Herself
Page 5
David takes me into his arms. “I am so sorry, Tess.” I try not to ruin his linen shirt with my tears, then think oh, screw it, and let ’em rip. After all, he doesn’t care about breaking my heart; why should I give a damn about his designer shirt? “I’ve got to focus every ounce of energy on the re-election campaign,” he continues. “Suddenly, it’s not the walk in the park I had anticipated. And I do want you to be by my side for that. In fact, I don’t think I can win without you.”
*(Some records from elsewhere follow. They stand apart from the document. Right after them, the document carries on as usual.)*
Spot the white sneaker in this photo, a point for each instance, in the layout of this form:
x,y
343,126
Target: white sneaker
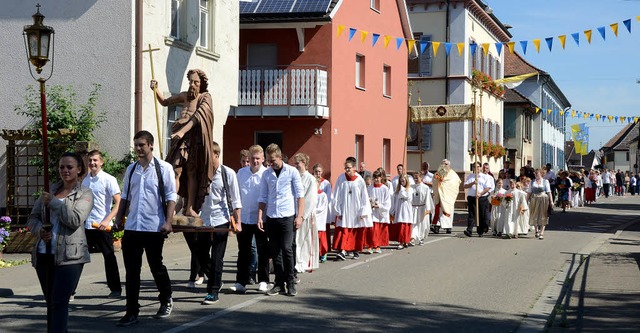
x,y
238,288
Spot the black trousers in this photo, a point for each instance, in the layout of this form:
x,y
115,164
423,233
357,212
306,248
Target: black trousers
x,y
103,241
57,283
244,254
134,243
211,249
192,243
281,232
482,209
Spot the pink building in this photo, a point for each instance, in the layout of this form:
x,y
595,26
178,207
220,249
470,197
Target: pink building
x,y
308,90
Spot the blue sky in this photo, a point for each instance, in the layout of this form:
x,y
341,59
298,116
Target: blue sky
x,y
596,78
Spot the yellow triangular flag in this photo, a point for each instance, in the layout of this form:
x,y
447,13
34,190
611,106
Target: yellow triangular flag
x,y
485,48
460,48
536,42
363,35
563,39
435,45
411,44
614,27
387,39
587,33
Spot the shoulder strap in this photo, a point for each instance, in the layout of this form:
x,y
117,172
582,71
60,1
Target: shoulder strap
x,y
225,184
160,185
133,169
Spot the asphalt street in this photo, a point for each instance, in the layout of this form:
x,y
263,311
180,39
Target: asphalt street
x,y
451,284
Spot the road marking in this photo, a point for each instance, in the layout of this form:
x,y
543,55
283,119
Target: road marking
x,y
384,255
216,315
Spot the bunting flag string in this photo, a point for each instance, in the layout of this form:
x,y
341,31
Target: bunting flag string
x,y
473,46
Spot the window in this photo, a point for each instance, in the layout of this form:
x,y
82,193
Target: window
x,y
175,19
375,5
386,80
386,155
359,149
360,71
204,24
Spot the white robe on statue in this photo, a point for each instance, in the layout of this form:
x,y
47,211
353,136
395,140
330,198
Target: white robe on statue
x,y
422,202
307,247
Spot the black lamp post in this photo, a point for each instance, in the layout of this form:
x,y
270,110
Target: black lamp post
x,y
37,39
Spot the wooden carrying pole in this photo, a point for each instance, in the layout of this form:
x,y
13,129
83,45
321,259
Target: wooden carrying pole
x,y
155,97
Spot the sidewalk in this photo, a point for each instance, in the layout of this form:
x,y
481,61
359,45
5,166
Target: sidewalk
x,y
604,293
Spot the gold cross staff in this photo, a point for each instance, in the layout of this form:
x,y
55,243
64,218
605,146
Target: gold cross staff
x,y
155,97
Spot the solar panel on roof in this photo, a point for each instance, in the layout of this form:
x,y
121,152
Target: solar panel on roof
x,y
311,6
275,6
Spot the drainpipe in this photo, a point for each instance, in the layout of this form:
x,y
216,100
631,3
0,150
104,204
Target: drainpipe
x,y
138,68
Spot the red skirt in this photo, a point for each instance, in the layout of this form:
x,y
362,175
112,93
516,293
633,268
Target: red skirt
x,y
323,245
349,239
380,233
589,194
400,232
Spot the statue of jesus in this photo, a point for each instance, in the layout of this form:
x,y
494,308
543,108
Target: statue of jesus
x,y
191,151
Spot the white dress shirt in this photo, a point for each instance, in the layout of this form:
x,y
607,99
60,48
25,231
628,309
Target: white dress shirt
x,y
279,193
104,186
145,205
215,210
249,184
484,182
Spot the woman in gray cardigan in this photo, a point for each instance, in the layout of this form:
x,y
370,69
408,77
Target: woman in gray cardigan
x,y
61,248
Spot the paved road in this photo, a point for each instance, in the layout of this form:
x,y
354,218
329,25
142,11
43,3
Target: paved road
x,y
453,283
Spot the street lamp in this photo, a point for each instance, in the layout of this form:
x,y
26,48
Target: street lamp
x,y
37,39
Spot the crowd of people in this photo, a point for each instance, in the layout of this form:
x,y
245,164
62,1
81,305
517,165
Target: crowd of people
x,y
287,218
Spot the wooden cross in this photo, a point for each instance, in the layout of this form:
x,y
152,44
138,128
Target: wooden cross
x,y
155,96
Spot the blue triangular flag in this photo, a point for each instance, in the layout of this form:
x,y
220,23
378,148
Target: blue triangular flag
x,y
602,32
499,47
576,37
424,46
523,44
627,23
352,32
399,42
549,42
374,40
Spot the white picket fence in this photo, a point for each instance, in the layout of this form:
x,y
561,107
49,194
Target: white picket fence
x,y
294,86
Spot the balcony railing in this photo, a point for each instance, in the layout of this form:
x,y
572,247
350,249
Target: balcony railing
x,y
292,91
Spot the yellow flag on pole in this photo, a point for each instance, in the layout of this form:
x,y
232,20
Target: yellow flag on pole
x,y
460,48
435,45
387,39
536,42
614,28
587,34
411,44
563,40
485,48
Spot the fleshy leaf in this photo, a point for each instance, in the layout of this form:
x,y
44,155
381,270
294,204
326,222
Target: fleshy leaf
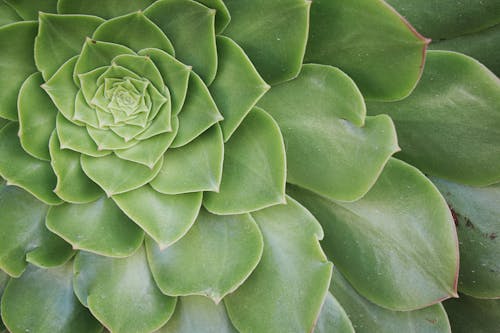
x,y
449,126
166,218
115,175
198,113
121,293
100,227
16,61
369,41
23,232
237,85
254,168
37,117
60,37
33,302
397,245
73,185
476,212
198,314
214,258
204,156
286,290
262,28
368,317
331,150
135,31
19,168
194,43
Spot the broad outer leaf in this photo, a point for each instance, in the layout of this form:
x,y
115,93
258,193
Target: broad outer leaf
x,y
42,301
213,259
264,29
469,314
166,218
367,317
23,233
254,168
198,314
478,225
286,291
450,125
16,61
330,148
369,41
121,293
397,245
99,227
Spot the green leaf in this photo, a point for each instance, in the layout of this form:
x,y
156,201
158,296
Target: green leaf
x,y
73,185
115,175
367,317
254,168
264,30
121,293
194,43
287,289
237,85
37,117
99,227
16,61
331,150
42,301
469,314
23,170
61,37
214,258
174,73
399,234
135,31
198,113
477,211
104,8
369,41
204,156
450,125
166,218
333,318
23,234
198,314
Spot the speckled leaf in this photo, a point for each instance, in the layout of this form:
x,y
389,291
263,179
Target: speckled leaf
x,y
214,258
40,294
397,245
253,174
100,227
369,41
478,226
450,125
16,61
121,293
331,150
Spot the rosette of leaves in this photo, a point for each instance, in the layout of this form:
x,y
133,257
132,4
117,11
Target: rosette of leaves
x,y
146,147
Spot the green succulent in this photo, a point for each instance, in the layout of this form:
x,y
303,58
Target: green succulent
x,y
202,166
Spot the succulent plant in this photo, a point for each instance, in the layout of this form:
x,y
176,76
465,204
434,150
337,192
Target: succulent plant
x,y
201,166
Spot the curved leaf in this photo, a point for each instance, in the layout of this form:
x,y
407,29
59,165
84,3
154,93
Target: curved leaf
x,y
99,227
286,290
33,302
330,148
399,234
369,41
254,168
121,293
214,258
450,125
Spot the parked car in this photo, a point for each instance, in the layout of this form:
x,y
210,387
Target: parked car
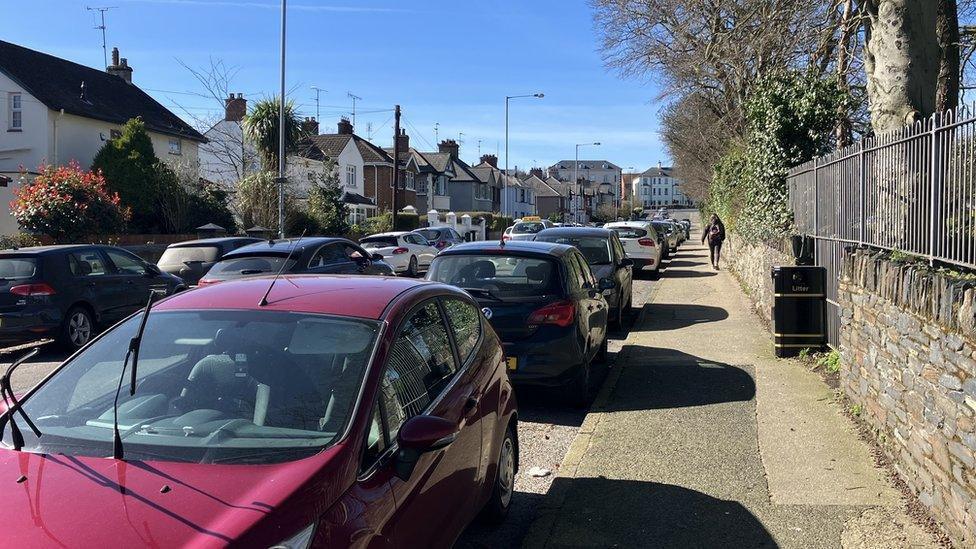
x,y
642,243
317,255
70,292
543,301
526,230
345,412
441,237
670,233
408,253
192,259
605,255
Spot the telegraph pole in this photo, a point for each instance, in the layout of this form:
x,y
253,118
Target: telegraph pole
x,y
101,27
396,161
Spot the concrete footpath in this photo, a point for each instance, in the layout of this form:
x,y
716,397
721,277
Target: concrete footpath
x,y
701,438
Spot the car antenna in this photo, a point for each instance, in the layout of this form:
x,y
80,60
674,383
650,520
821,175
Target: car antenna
x,y
264,299
13,405
133,352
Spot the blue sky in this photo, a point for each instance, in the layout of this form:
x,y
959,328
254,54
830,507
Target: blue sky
x,y
443,61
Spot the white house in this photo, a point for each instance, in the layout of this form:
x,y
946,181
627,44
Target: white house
x,y
54,111
658,187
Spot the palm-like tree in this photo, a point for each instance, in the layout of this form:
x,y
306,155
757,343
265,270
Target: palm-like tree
x,y
261,128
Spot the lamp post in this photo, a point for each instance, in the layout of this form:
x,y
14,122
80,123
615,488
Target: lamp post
x,y
505,179
281,131
576,177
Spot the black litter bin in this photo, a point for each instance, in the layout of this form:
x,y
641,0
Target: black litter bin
x,y
799,309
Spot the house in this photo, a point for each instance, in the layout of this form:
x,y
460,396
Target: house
x,y
54,111
657,187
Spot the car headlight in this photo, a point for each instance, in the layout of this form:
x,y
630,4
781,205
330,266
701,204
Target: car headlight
x,y
301,540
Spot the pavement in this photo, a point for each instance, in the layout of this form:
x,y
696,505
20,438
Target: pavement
x,y
701,438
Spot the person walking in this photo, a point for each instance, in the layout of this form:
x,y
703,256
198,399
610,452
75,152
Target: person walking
x,y
715,234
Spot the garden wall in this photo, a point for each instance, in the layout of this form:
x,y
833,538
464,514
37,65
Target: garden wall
x,y
908,363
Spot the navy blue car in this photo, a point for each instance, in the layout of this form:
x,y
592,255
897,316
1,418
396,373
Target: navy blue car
x,y
544,303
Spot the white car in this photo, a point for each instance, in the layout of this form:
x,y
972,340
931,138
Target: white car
x,y
642,244
408,253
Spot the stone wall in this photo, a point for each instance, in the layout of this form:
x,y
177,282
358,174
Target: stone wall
x,y
752,264
908,363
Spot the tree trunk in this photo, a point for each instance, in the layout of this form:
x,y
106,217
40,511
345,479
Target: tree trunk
x,y
901,61
947,32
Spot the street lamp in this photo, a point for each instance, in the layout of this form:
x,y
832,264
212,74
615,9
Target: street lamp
x,y
576,176
505,179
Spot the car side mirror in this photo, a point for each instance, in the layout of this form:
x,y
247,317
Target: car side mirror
x,y
418,436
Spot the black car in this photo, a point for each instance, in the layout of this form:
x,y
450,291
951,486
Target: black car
x,y
441,237
322,255
69,292
192,259
543,301
605,254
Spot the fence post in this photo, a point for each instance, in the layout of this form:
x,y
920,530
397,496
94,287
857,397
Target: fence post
x,y
932,183
862,184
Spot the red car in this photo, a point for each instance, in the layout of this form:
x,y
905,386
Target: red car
x,y
340,412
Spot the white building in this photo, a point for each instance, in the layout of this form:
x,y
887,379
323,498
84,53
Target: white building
x,y
658,187
54,111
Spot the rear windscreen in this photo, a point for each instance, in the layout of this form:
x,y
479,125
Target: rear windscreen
x,y
14,268
503,276
629,232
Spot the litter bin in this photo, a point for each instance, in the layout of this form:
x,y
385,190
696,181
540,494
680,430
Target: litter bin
x,y
799,309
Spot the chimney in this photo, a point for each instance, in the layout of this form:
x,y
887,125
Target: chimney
x,y
449,146
403,142
235,108
120,67
310,126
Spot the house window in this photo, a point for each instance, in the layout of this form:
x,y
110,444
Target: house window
x,y
16,120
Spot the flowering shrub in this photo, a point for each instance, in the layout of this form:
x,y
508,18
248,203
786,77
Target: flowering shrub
x,y
68,204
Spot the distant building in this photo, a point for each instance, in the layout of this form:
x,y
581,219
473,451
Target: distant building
x,y
659,187
54,111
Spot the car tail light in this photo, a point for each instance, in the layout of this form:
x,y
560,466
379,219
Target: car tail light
x,y
560,313
41,288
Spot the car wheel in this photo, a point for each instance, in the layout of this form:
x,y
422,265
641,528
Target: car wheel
x,y
501,494
578,390
78,328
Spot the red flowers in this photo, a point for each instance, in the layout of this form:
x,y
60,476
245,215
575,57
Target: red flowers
x,y
68,204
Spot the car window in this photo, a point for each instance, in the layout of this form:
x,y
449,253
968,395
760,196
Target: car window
x,y
125,262
420,366
87,263
465,320
330,254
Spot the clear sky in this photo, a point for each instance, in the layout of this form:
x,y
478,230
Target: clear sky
x,y
450,62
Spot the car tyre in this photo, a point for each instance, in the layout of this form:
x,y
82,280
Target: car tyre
x,y
504,487
78,328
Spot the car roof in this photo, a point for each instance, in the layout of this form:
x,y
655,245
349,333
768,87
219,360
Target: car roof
x,y
496,246
215,240
576,231
284,246
353,296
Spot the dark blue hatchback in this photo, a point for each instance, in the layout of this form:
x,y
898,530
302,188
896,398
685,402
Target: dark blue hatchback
x,y
543,301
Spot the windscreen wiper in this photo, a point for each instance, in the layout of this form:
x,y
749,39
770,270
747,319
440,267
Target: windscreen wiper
x,y
14,406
“You—what?” I think I know what he means by this last remark, but I still can’t believe my ears. “Are you really…you really have the balls to say to me right now…just after you tell me you want to break up…that you don’t have room on your plate, or your agenda, for a girlfriend—though you seemed to do just fine with one—me, I mean—during your last re-election campaign—but you want me to keep writing your speeches for you. That is what you just intimated, isn’t it?” I break our embrace to witness his red-faced ac knowledgment. Love and pity ebb from my heart as though someone had just yanked out a stopper.
“My timing is horrid, I’ll admit, but you’re the best damn speechwriter I’ve ever had, and one of the best in the business. We’ve been a team for years. You know how I speak, how I think; you’re my other brain.”
“If I were, I wouldn’t have just dumped me.”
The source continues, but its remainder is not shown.